Many therapists are utilizing telehealth forums to keep patients safe. If you do not already have a counselor or therapist, you can try a tele-therapy service like Talkspace. They will ask you to take a brief online assessment, set you up with a payment plan, and match you with a licensed therapist with whom you can message weekly or daily if needed.
Choose (and Stick to) a Routine
Don’t underestimate the value and power of sticking to a regular routine — even when you don’t have to. Sure, it is tempting to stay in your pajama pants before logging on to your Zoom call, but try putting on a dress or pants, styling your hair, and doing your makeup as you would if you were going to the office. Owens points out that “you chose the life you live, and not even a pandemic can take that from you.” Make a decision to stick to a routine — write it down if you must— and then follow it each day. This is a simple way to “remind yourself and the world that you are steadfast even in the face of great adversity.”
Limit Your Time on Social Media
It’s easy to scroll away the hours on your phone, liking pictures or reading the latest headlines, but social media is not always the best for our mental health — especially if you are comparing yourself to others. Owens reminds us “that people post only what they really want you to see,” and that is never the whole picture. The risk of overexposure is also present; you can begin to forget that the world exists beyond social media’s portrayal. All of this can lead to overstimulation and increased anxiety, so try to limit your exposure to an hour or so a day.
Manage Your Expectations
Now is not the time to compare yourself to others or be hard on yourself. Don’t worry about the Joneses next store, your kids’ screen-time, or the laundry piled in the basket. While we have a lot more free-time on our hands, Owens says it is important to remember that “few, if any of us are prepared for anything like a pandemic response. Keeping yourself and your family fed, clothed, housed, healthy, and safe is good enough. The rest we’ll learn to do together.” Be gentle with yourself and don’t stress the small (or medium) stuff.

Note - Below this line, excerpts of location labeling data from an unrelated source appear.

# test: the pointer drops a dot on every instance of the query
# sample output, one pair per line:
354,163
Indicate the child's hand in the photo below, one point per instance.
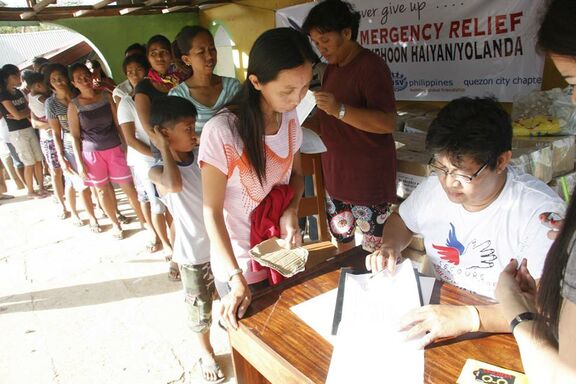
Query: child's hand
158,139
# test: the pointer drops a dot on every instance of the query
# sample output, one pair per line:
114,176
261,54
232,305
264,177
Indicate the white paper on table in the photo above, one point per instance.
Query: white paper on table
318,312
369,348
306,106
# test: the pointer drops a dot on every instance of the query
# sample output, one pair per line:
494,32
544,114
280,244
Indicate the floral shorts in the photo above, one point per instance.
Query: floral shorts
344,217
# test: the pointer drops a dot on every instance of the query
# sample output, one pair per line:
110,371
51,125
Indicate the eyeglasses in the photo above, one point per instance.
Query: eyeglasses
458,176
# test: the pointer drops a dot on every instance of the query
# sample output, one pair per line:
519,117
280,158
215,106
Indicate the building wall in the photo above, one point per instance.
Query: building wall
244,21
111,35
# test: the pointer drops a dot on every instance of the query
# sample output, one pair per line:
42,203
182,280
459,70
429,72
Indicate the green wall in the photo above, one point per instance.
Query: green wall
111,35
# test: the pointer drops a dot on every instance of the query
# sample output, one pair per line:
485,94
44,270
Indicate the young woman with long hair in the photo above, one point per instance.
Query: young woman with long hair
247,149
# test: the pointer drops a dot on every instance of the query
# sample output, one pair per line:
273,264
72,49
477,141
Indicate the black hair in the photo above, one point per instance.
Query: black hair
25,74
166,111
96,64
476,127
332,16
75,67
5,72
557,32
136,47
161,40
138,59
39,60
185,37
274,51
34,78
51,68
557,35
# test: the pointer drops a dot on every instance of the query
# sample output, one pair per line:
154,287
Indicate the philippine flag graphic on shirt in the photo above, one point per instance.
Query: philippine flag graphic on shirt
453,249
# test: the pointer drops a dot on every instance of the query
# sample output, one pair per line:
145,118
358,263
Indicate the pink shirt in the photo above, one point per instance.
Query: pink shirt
221,148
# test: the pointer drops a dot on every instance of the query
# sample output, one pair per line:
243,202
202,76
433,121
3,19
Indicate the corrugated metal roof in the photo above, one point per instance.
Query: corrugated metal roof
18,48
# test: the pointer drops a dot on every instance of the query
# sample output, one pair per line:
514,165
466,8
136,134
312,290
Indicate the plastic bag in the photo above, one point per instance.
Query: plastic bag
545,113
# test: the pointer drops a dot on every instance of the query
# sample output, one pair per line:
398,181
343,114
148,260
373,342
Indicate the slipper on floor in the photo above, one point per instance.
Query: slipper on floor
210,366
94,227
123,219
152,246
174,272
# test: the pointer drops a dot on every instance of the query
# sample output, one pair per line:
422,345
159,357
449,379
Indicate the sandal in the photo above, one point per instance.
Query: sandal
123,219
152,246
95,228
118,234
78,222
174,272
210,366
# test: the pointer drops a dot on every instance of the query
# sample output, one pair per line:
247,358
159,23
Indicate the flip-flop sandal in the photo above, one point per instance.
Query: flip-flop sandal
95,228
210,366
152,246
118,234
123,219
174,273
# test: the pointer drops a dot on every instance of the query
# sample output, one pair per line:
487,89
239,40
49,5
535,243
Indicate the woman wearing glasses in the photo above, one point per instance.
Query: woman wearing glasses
474,212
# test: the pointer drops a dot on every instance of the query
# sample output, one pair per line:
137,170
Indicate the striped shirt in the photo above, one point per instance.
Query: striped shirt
230,87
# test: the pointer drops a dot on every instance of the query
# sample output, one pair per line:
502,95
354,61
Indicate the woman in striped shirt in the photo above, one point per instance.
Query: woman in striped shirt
207,91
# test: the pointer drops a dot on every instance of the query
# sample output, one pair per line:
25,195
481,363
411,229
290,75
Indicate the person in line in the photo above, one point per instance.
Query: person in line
247,149
161,78
39,92
125,88
56,76
139,156
542,316
179,182
98,147
475,214
14,109
356,119
207,91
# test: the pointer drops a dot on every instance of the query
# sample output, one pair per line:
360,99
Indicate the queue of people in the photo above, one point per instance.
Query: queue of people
197,153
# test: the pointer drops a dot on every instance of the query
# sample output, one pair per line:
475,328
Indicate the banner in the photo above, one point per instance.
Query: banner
441,50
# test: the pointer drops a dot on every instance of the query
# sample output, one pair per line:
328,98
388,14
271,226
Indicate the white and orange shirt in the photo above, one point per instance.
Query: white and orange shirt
221,147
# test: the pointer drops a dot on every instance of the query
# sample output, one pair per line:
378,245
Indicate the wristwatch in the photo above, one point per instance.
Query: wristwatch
524,316
342,111
234,272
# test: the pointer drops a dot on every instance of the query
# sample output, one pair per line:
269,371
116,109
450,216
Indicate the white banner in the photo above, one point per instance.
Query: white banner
441,50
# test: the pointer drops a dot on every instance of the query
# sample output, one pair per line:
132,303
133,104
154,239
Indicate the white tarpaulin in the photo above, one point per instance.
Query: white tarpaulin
441,50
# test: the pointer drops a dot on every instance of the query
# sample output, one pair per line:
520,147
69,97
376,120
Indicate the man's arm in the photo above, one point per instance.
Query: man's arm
395,239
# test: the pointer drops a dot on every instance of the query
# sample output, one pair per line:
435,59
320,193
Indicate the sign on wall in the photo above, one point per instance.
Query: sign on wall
440,49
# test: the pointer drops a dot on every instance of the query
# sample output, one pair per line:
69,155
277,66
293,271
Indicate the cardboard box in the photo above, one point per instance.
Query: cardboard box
419,124
412,170
415,142
534,161
563,150
564,185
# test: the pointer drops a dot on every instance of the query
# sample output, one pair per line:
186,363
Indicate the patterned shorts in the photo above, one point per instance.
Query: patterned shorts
344,217
198,283
49,152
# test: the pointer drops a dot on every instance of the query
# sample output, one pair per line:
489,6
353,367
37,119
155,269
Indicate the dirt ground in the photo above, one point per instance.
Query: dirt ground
78,307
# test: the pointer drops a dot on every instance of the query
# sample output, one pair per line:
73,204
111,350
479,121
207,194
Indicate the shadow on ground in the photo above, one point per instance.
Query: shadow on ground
88,294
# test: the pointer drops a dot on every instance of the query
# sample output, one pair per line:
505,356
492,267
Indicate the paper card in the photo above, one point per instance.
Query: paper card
475,372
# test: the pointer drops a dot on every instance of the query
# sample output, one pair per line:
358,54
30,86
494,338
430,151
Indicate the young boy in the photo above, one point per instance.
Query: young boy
178,181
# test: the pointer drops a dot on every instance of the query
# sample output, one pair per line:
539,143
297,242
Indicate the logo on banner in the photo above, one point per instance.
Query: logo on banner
399,81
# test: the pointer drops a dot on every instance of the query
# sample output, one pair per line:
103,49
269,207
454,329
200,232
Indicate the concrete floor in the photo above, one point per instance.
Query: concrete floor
78,307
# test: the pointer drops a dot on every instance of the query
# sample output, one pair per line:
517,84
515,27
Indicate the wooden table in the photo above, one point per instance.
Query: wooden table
273,345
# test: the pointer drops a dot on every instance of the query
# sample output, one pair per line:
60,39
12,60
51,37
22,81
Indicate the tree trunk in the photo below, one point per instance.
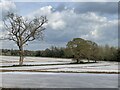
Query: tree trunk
77,61
21,55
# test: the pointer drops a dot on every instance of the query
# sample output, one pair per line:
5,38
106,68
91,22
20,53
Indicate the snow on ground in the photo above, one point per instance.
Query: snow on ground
101,66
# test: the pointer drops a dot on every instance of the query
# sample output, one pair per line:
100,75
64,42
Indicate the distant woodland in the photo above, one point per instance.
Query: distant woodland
77,49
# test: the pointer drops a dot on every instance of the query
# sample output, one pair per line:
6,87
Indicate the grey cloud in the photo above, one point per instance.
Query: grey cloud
83,7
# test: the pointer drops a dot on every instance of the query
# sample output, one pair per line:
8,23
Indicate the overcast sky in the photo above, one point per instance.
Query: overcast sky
96,21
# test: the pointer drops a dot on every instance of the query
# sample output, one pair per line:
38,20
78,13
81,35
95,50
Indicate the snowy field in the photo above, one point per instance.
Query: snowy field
58,80
91,67
13,60
45,76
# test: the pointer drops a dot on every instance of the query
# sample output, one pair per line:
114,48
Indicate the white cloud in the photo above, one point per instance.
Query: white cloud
7,6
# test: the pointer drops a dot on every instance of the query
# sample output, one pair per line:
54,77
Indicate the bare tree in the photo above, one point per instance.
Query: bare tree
22,30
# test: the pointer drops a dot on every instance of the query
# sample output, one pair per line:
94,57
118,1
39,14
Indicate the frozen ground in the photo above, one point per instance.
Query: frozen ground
58,80
92,67
33,76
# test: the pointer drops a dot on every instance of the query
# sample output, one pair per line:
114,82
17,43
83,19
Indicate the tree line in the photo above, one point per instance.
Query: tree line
77,49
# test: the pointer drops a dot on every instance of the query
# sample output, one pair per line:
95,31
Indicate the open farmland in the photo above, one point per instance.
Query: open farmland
44,73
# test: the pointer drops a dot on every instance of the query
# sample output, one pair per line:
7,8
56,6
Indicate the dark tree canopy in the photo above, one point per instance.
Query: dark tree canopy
21,30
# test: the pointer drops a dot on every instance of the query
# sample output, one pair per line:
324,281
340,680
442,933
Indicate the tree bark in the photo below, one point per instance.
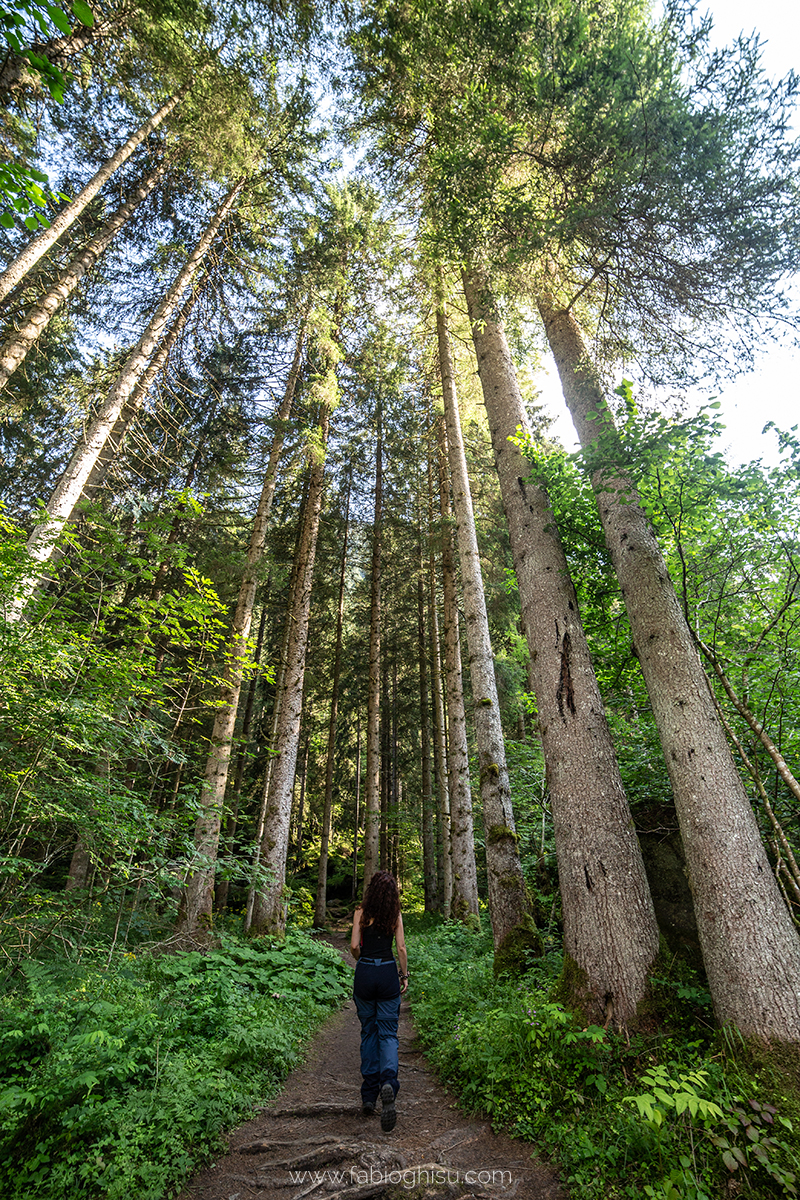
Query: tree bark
133,403
750,946
322,875
71,485
13,353
444,864
609,928
511,924
269,906
372,781
66,217
196,913
464,874
229,831
428,811
17,72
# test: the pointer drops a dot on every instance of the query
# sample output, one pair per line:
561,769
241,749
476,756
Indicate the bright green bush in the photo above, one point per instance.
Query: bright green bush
667,1116
116,1083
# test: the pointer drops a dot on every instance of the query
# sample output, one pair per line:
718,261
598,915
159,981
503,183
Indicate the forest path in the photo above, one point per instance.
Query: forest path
312,1143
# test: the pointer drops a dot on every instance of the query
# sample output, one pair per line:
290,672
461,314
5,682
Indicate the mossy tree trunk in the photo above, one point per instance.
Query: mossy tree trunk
512,928
750,947
609,929
462,843
372,783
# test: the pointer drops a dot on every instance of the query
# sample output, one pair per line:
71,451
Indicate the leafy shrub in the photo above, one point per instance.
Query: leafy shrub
659,1116
115,1084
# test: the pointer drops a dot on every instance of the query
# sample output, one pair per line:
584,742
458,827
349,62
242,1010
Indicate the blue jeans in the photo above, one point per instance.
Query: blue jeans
376,991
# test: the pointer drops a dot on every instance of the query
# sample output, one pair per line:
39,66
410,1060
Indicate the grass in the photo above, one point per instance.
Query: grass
672,1115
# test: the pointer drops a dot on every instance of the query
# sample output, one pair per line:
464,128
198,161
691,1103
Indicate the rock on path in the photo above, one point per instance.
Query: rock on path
312,1141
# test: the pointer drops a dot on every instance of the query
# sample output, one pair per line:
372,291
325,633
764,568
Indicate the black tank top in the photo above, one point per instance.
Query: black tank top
376,945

When anxiety hits, try to prioritize and focus on one small task at a time. Owens says, “If you are making coffee, just make coffee. If you are helping your kid with math homework, just help your kid. If you’re on Zoom, just pay attention to the faces and the discussion.” Try using a mantra like “I am here, I am now, I am enough,” or “be here now,” and repeat it over and over as you take deep breaths and redirect your thoughts to the present moment.
Remember What You Enjoy
It is extremely important to include self-care and prioritize the activities that feed and refuel your soul each day. “Remember the things that make your life worth living,” says Owen. “Make sure those things have ample time in your routine and respect them as much as you do everything else.” When this is all over, we will find ourselves rushing again— from point a to point b—and we will likely miss certain aspects of life at home. Now is a great time to start a new hobby or project!
As for Buteau, she has turned her focus to the positive aspects of a life less-loud. As she struggles to accept that most of the future remains unknown, she is trying to incorporate gratitude into her life and use this time to better herself. “I want to look back at this as a positive time, not a negative one,” she says. “I want to come out [of this] a better person. I am more patient these days and I am getting some quality time with my [children].”
Perhaps the most amazing thing about life during a pandemic is our resilience. As Buteau points out: “In the beginning, it felt like it was the worst thing in the world, but now, we have all adapted and are finding some unexpected luxuries underneath the sadness and anxiety.”